The flow-on effects of doing that - namely, mortgage rates rising - will impact consumers' ability to spend on other discretionary items.
And if people started spending less, businesses would no longer feel able to keep increasing their prices, Olsen said, "because otherwise they'll lose market share, they'll lose business".
That pattern should eventually see those much talked about cost-of-living prices begin to drop, but there would be "some pretty bitter pills to swallow" in the meantime, Olsen added.
"New Zealand now has to sacrifice economic growth to ensure that we can get inflation under control because it is too persistent, it's too pervasive, it's causing some huge problems for families and the quicker we nip it in the bud, the better."
Who will be most-affected by the anticipated recession?
Olsen said two groups were already struggling more than most with the impacts of inflation: Those on low incomes and those who had bought houses in the past two years.
Increased food, rent, energy and fuel bills were "an absolute disaster for households that are trying to make ends meet", he said, and those who had borrowed for short-terms at mortgage rates of around 2.2 percent would also be feeling the pinch as their mortgages came up for renewal at higher rates.
"Anyone who bought, probably in the last two years - man, they're in a tough spot."
Banks had stress-tested mortgage holders to around 6 percent, but any rise above that could see some people unable to make their repayments and forced to sell, Olsen said.
"There's been a huge number of people who locked in for one year, because 2.2 [percent] was just about too good to miss, but now ... they're fixing onto something higher."
Orr told Morning Report households would have to "adjust other spending as best they can" in light of the the rising rates.
"All households have been stress-tested at interest rates at these levels so, you know, it shouldn't come as a surprise."
People who had bought houses 5 - 10 years ago would be less severely affected by the rising interest rates, Olsen said, with many having faced higher interest rates in the past.
However, the predicted recession could still have some impact on this group, with the Reserve Bank now anticipating the unemployment rate could rise to 5.7 percent.
"The difficulty is that the more you have to hit the economy to bring inflation under control, the greater the risk that unemployment rises higher," Olsen said.
"You're all right if you've got a job - you can make a lot of things work when you're employed - [but] if you're not employed, if you've got unemployment rising, that makes the whole equation a lot more difficult."
If consumers generally responded to the Reserve Bank's OCR moves by starting to rein in their discretionary spending, businesses would see a related drop in their sales and that could cause some businesses to reassess how many staff they needed, he said.

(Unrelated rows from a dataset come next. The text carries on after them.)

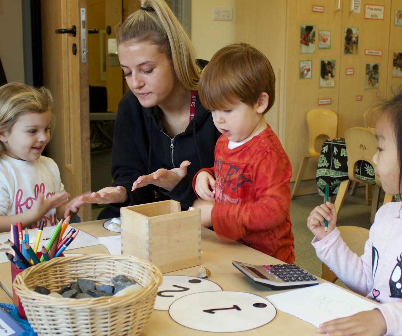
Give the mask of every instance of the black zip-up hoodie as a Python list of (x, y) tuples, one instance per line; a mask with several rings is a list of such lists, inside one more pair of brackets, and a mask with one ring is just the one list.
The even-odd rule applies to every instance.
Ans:
[[(215, 143), (220, 135), (198, 94), (193, 120), (184, 132), (171, 138), (160, 117), (159, 108), (144, 107), (131, 91), (127, 92), (119, 104), (115, 123), (112, 176), (114, 186), (121, 185), (127, 189), (128, 200), (109, 205), (111, 209), (119, 216), (121, 207), (169, 199), (188, 209), (196, 198), (193, 178), (201, 168), (213, 166)], [(160, 168), (178, 167), (185, 160), (191, 162), (187, 175), (171, 191), (153, 184), (131, 191), (139, 176)]]

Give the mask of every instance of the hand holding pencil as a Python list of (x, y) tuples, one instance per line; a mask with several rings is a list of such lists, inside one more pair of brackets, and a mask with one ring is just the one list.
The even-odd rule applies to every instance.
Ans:
[[(316, 207), (307, 219), (307, 227), (318, 240), (331, 232), (336, 225), (336, 211), (335, 205), (326, 202)], [(326, 231), (325, 221), (328, 221), (328, 230)]]

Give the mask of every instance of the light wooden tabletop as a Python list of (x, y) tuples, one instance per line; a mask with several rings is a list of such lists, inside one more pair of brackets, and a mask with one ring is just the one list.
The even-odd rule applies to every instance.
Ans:
[[(103, 220), (94, 221), (72, 225), (80, 230), (98, 238), (119, 235), (109, 231), (103, 226)], [(281, 292), (258, 285), (238, 270), (232, 264), (233, 260), (250, 264), (261, 265), (283, 263), (266, 254), (236, 242), (224, 242), (217, 237), (215, 233), (201, 228), (201, 265), (208, 268), (211, 275), (209, 280), (219, 285), (223, 290), (236, 291), (253, 293), (264, 297)], [(68, 250), (66, 253), (109, 253), (103, 245), (96, 245)], [(11, 279), (10, 267), (3, 264), (0, 272), (0, 283), (6, 291), (11, 292)], [(166, 274), (197, 277), (199, 266), (176, 271)], [(323, 280), (321, 280), (322, 282)], [(12, 299), (4, 290), (0, 289), (0, 301), (12, 303)], [(297, 335), (315, 334), (316, 328), (312, 324), (281, 311), (277, 311), (275, 318), (269, 323), (252, 330), (243, 332), (242, 335)], [(155, 310), (144, 328), (142, 335), (205, 335), (205, 332), (198, 331), (183, 327), (170, 317), (166, 311)], [(214, 334), (238, 335), (238, 333), (220, 333)]]

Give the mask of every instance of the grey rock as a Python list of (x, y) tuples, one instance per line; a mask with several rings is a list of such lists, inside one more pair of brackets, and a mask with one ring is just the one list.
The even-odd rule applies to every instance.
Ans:
[(93, 296), (91, 296), (87, 293), (79, 293), (76, 295), (76, 299), (92, 299)]
[(117, 293), (133, 285), (135, 285), (136, 283), (129, 279), (125, 275), (117, 275), (111, 279), (111, 282), (115, 285), (115, 293)]
[(101, 292), (105, 292), (105, 293), (113, 293), (113, 290), (115, 289), (113, 286), (111, 286), (110, 285), (100, 285), (96, 286), (95, 289)]
[(83, 293), (86, 293), (88, 291), (93, 291), (96, 285), (95, 281), (85, 279), (78, 279), (77, 281), (77, 285)]
[(37, 293), (43, 294), (45, 295), (49, 295), (50, 294), (50, 291), (46, 288), (46, 287), (43, 287), (41, 286), (37, 286), (34, 290)]
[(101, 292), (100, 291), (97, 291), (94, 289), (93, 291), (89, 290), (86, 292), (87, 294), (89, 294), (92, 297), (100, 297), (102, 296), (112, 296), (113, 295), (112, 293), (107, 293), (105, 292)]
[(80, 294), (80, 293), (81, 291), (80, 290), (79, 288), (78, 289), (70, 289), (69, 291), (64, 292), (62, 294), (62, 296), (63, 297), (75, 297), (77, 294)]
[(80, 287), (78, 287), (78, 285), (77, 285), (77, 283), (74, 282), (72, 283), (69, 283), (61, 289), (59, 291), (59, 294), (63, 295), (63, 293), (67, 291), (70, 291), (71, 290), (78, 291), (78, 293), (81, 293), (81, 289), (80, 289)]

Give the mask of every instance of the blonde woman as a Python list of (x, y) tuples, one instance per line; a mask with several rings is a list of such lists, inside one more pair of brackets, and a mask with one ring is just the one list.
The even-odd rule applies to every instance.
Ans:
[(142, 0), (118, 27), (120, 66), (130, 90), (119, 104), (112, 186), (75, 203), (108, 203), (98, 219), (120, 208), (175, 200), (188, 208), (193, 176), (214, 162), (220, 133), (197, 89), (200, 73), (190, 39), (164, 0)]

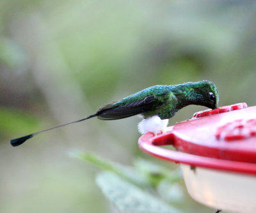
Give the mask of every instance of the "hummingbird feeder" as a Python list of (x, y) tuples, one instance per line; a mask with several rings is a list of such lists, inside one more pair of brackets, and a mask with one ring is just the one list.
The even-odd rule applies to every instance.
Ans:
[(164, 134), (145, 134), (138, 143), (150, 155), (180, 164), (188, 191), (197, 201), (256, 212), (256, 106), (240, 103), (200, 111)]

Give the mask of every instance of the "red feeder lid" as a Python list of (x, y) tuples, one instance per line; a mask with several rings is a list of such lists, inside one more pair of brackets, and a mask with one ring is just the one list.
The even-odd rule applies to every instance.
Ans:
[[(140, 148), (193, 166), (256, 174), (256, 106), (240, 103), (205, 110), (168, 128), (156, 137), (141, 136)], [(157, 147), (170, 145), (177, 151)]]

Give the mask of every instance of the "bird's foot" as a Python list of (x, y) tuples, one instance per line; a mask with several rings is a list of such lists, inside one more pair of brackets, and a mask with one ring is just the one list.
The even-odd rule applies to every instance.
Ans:
[(147, 132), (153, 132), (156, 136), (157, 133), (162, 132), (164, 133), (166, 131), (166, 127), (168, 123), (168, 120), (161, 120), (157, 115), (155, 115), (146, 119), (143, 119), (138, 125), (139, 132), (143, 134)]

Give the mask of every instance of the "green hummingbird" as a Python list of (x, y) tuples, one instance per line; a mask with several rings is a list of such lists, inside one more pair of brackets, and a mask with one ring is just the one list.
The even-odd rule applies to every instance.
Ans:
[(188, 82), (176, 85), (156, 85), (131, 95), (120, 100), (104, 105), (88, 117), (11, 140), (19, 146), (32, 137), (93, 117), (100, 120), (118, 120), (140, 114), (143, 120), (138, 125), (141, 134), (155, 135), (164, 132), (168, 118), (181, 108), (194, 104), (211, 109), (218, 107), (219, 94), (215, 84), (209, 81)]

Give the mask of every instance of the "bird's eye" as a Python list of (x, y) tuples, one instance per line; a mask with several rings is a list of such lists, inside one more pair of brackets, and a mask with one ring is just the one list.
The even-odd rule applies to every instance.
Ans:
[(209, 98), (211, 101), (215, 101), (215, 95), (211, 91), (209, 93)]

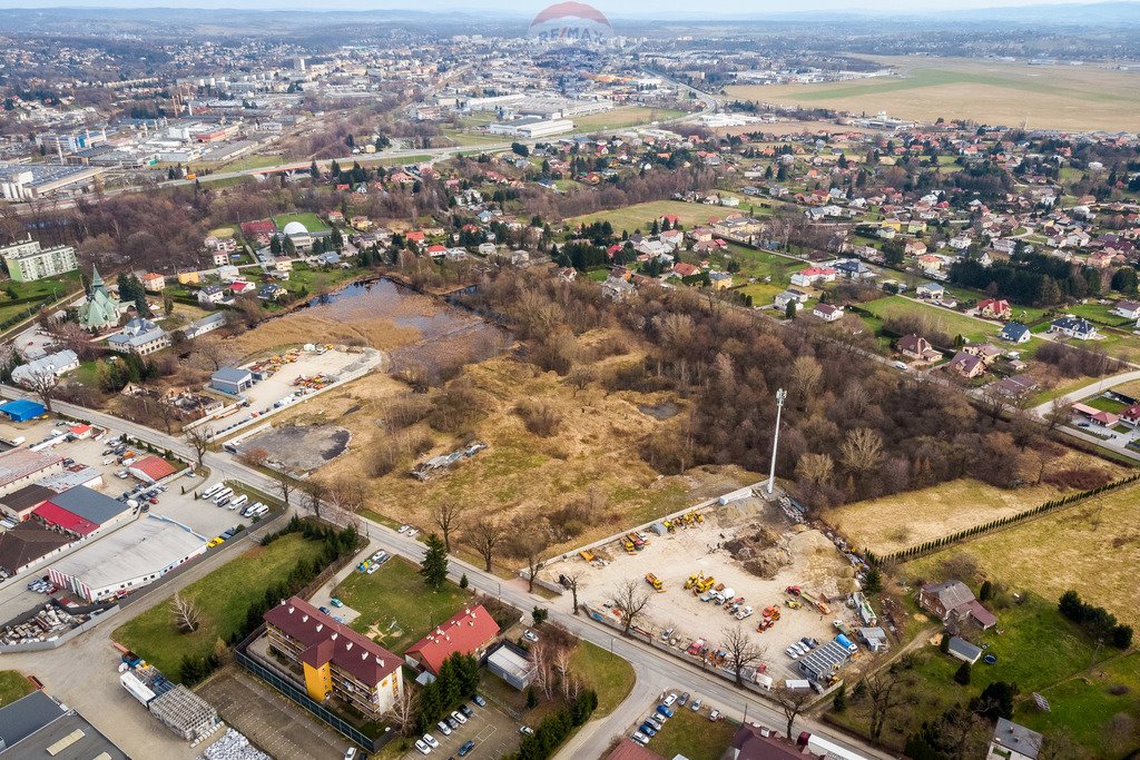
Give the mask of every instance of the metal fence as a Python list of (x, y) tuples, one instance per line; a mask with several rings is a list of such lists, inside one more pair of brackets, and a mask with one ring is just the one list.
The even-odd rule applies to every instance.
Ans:
[(366, 734), (361, 733), (356, 726), (348, 722), (333, 711), (331, 711), (325, 705), (320, 704), (308, 694), (304, 689), (298, 686), (293, 680), (285, 678), (276, 670), (272, 670), (261, 662), (254, 660), (242, 648), (234, 651), (234, 659), (239, 665), (249, 670), (251, 673), (266, 681), (280, 694), (288, 697), (296, 704), (301, 705), (310, 713), (312, 713), (317, 719), (328, 725), (333, 730), (345, 736), (349, 741), (355, 744), (359, 744), (369, 753), (375, 753), (381, 750), (385, 744), (388, 744), (394, 736), (394, 732), (388, 732), (380, 738), (372, 738)]

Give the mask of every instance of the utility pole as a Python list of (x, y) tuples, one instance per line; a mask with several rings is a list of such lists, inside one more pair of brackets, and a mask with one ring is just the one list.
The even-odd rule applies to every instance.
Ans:
[(783, 389), (776, 391), (776, 432), (772, 436), (772, 468), (768, 471), (768, 495), (772, 493), (772, 489), (776, 484), (776, 447), (780, 446), (780, 412), (783, 411), (783, 402), (787, 398), (788, 391)]

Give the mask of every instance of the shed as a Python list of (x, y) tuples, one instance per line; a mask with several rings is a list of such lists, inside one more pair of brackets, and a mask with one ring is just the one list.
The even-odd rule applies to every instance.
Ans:
[(253, 385), (253, 375), (249, 369), (222, 367), (210, 376), (211, 387), (230, 395), (237, 395), (251, 385)]
[(8, 415), (8, 419), (14, 423), (24, 423), (28, 419), (43, 416), (47, 414), (47, 409), (42, 403), (28, 401), (27, 399), (16, 399), (0, 406), (0, 414)]
[(982, 657), (982, 649), (964, 638), (952, 636), (950, 639), (950, 654), (972, 665)]

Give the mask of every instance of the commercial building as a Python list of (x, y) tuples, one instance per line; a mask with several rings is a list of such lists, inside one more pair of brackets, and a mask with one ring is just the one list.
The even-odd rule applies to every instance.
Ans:
[[(42, 409), (42, 407), (40, 408)], [(63, 457), (57, 457), (54, 453), (32, 451), (31, 449), (5, 451), (0, 453), (0, 496), (7, 496), (25, 485), (31, 485), (44, 475), (57, 473), (63, 468)]]
[(230, 395), (238, 395), (253, 385), (253, 374), (249, 369), (222, 367), (210, 377), (210, 387)]
[(190, 529), (148, 515), (56, 562), (48, 575), (98, 602), (149, 586), (205, 550), (205, 539)]
[(0, 760), (129, 760), (74, 709), (47, 692), (32, 692), (0, 708)]
[(76, 538), (113, 528), (130, 516), (131, 508), (127, 502), (85, 485), (56, 493), (32, 512), (32, 517), (42, 525)]
[(404, 661), (378, 644), (294, 596), (269, 610), (270, 646), (301, 665), (309, 696), (334, 696), (369, 717), (388, 712), (400, 696)]
[(482, 605), (467, 607), (413, 644), (404, 659), (416, 670), (439, 675), (440, 665), (453, 654), (482, 657), (497, 634), (498, 626)]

"So there will be some pain to come."
Is there any good news?
Well yes, some.
While those facing rising mortgage bills in the coming months are in for a tough ride, every dollar they spend servicing mortgage debt is a dollar not being spent on other goods in our over-heated economy.
As demand for those other products decreases, prices should gradually begin to fall, though it's important to note that some expenses will continue to be driven by global supply chain issues, which New Zealand has little control over.
Olsen said those with funds available to invest should also see some benefits from the OCR hikes as increased term deposit rates made keeping their money in the bank a more attractive prospect than investing in the stock market or buying a house.
The fact the country had the highest levels of employment on record should also cushion some of the pain of the coming economic contraction, he said.
"A bit like Icarus, we've flown a bit too close to the sun; now we need to come back a bit, but importantly, we start from some strong foundations."